Сбоку от Петра Васильевича, сидя друг против друга на койках, двое в халатах поверх исподнего сокровенно переговаривались:

- Я - человек прямой: сказал - отрезал. "Где, говорит, насечка?" А я ему: "Так ведь договаривались, Пров Силыч!" А он мне р-раз по зубам. А я человек прямой, говорю: "Какие такие права?" А он мне еще р-раз...

- Правильно! И я завсегда после похмелья - квас. Да так, чтоб дух вон - со льду.

- "Это как пить дать,- говорю,- в милицию, Пров Силыч". А он мне ка-ак звезданет. А я человек прямой. Я - куда. Я - до дому.

- Правильно! Мы на Октябрьскую, помню, полведра на двоих с тестем и ни в одном глазу. Одно слово - квас.

- Ишь, ведь, какую манеру взял, а я человек прямой...

Они говорили между собой с такой уважительностью и таким взаимопониманием, что обескураженный было Петр Васильевич вдруг неожиданно для себя заключил, что, наверное, людей может объединять что-то куда большее, чем слова...

- Закурить есть, землячок? - Из-под одеяла с койки напротив, его с любопытством оглядывали рачьи, тронутые снисходительной усмешкой глаза. Заснул? Чует родную кровь, сукин сын. Тяжелее туза и валета не держал ни зиму, ни лето, а с твоим братаном за всю жизнь повтыкал. - Сосед прикурил, затянулся. - Сразу видно, Моршанская... Он ведь, знаешь, как начнет рваться, только держи... Ну и держу, без оплаты сверхурочных... Жалко, свой брат - окопник... У меня ведь тоже вторая группа... Пошли к печке, пока спит... Еще достанется... - И хотя трезвость суждений и выказывала в новом знакомце человека в своем уме и памяти, Петр Васильевич, взявший уже себе за правило готовиться здесь к любым фокусам, откровенно говоря, ожидал, что тот в любую минуту может выкинуть какое-нибудь "коленце": не зря же, в самом деле, их всех сюда заперли!

Когда сосед встал, то оказался высоким костистым мужиком, с помятыми рыжими подпалина-ми остро-бесовского лица.

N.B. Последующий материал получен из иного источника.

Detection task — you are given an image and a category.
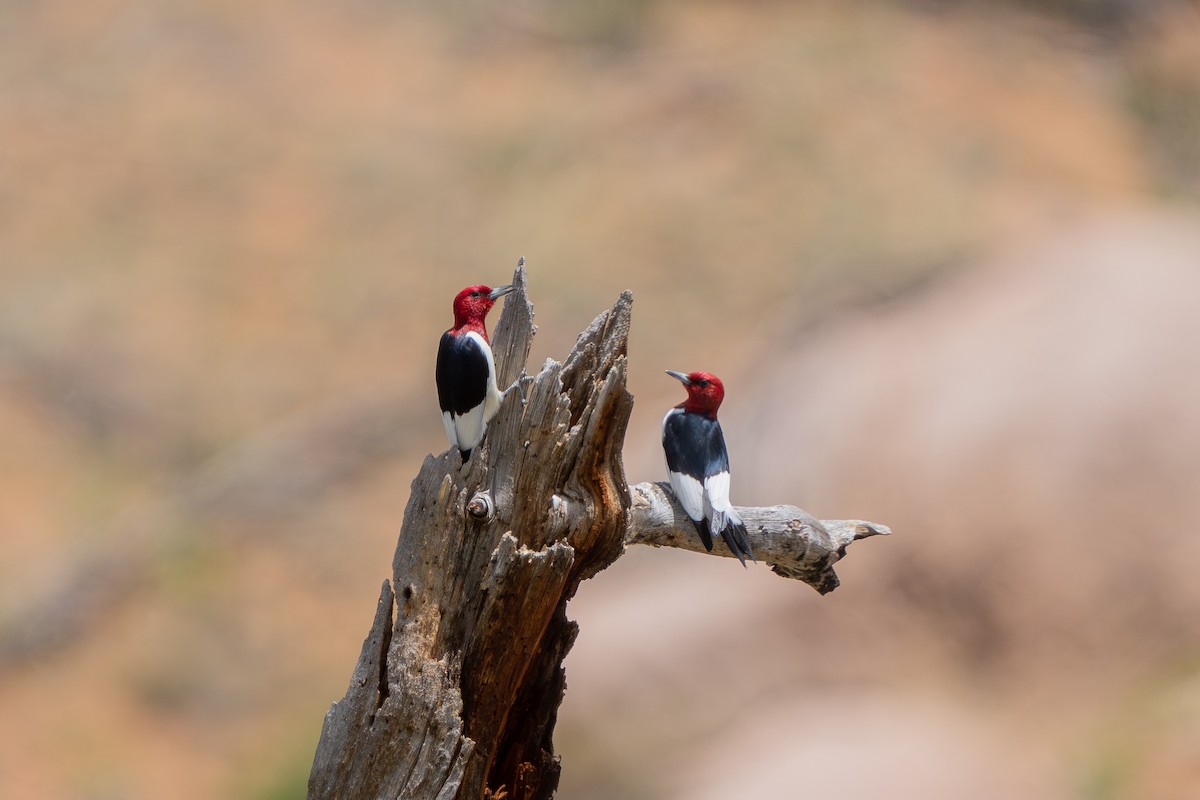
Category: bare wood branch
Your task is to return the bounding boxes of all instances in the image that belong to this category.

Властная вальяжность обозначала каждое его движение, так что даже драный больничный халат лег к нему на плечо по меньшей мере царскими соболями. Он шел пала-той с уверенностью и значением человека, который во всяком месте привык считать себя первым.

У гудящей голландки молчаливо покуривали два санитара. Один - крупный губастый старик с редким седым ежиком - время от времени ожесточенно растирал в прокуренных пальцах остывшие угольки из поддувала. Другой совсем молодой и как бы чем-то и навсегда испуган-ный - безучастно следил за ним. И оба они, по всему было видно, сопереживали только что законченный и для обоих них огорчительный разговор.